The EPA commented, “Emissions from oil sands crude would be 81 percent higher than regular crude. If (greenhouse gas emission) intensity of oil sands crude is not reduced, over a 50 year period the additional CO2 from oil sands crude transported by the pipeline could be as much as 935 million metric tons.”
Noted climatologist James Hansen calls this kind of discharge of greenhouse gases “game over” to achieving a stable climate.
“Indigenous peoples are on the front lines everywhere,” said David Bender with the Chi-Nations Youth Group, and one of several speakers from the American Indian community. “We will not sit idle as these psychopathic corporations privatize, pollute and destroy the water essential for life.”
Leonard Malatare of the American Indian Center described the struggle over the past few years by the Oglala Lakota tribe in the Pine Ridge reservation to fight the Keystone XL pipeline. Last year tribal members blocked a convoy of trucks crossing the reservation bound for the tar sands.
Oglala Lakota activists call the pipeline the “black snake” and vow to stop it. They warn it endangers the Ogallala Aquifer, which spans eight states and is source of drinking water for portions of the Pine Ridge, Cheyenne River Eagle Butte and Rosebud Reservations.
The Alberta Province does more trade with Illinois than any other state, trade based on tar sands oil production. This means Illinois and the region are already tied heavily into tar sands crude oil, a lot of which is being refined in Joliet and Lockport, Illinois and Whiting, Indiana.
The state leads the Midwest in crude oil refining capacity and is fourth in the nation.
Illinois is also a key hub for transporting both natural gas and petroleum products across North America via pipeline, truck and rail.
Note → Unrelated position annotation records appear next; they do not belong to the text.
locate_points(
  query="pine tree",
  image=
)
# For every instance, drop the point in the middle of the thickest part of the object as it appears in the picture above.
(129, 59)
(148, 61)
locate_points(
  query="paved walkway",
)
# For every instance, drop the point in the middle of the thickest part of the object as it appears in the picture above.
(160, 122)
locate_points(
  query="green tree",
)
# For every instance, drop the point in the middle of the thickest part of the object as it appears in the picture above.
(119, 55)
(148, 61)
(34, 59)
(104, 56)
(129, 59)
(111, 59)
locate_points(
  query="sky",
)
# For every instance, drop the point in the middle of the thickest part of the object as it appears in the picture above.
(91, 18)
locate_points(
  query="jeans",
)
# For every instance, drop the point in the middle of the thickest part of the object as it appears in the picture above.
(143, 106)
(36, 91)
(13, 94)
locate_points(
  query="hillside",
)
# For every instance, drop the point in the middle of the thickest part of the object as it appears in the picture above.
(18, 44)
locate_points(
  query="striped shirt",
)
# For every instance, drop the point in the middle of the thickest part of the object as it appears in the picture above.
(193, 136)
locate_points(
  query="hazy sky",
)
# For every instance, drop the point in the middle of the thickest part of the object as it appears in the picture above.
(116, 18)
The existing pipeline network including the Enbridge Pipeline, which carries tar sands crude to the Whiting BP refinery and the Flanagan pipeline, which activists say will carry more dirty tar sands crude south than the Keystone XL Pipeline.
As part of the expansion of tar sands refining, Indiana approved BP’s water permit in 2008 to discharge 5000 lbs. of ammonia into Lake Michigan daily and 1500 lbs. of soot. Then Chicago Mayor Daley led a drive to gather a million signatures in a week and a week later struck a deal with BP.
“But nothing has changed,” says Frank. “That permit is in place and BP is still dumping toxic tar sands byproducts into Lake Michigan,” even after installing $400 million in state of the art pollution control equipment.
Debra Michaud of the Rainbow Action Network said although this was the 43rd anniversary of Earth Day the situation facing the planet was direr than ever.
“More than half our nation’s waterways are unsafe for aquatic life,” she said. “Our oceans are on the brink of collapse, 95% of our original forests are gone, and carbon concentrations in the atmosphere are threatening life.”
Michaud called for a much bigger movement to block the plans of energy corporations and to transition to a sustainable economy.
A letter was delivered to both Gov. Pat Quinn and Attorney General Lisa Madigan calling for a moratorium on efforts to radically expand fracking and a rejection of expansion of the tar sands project in Illinois.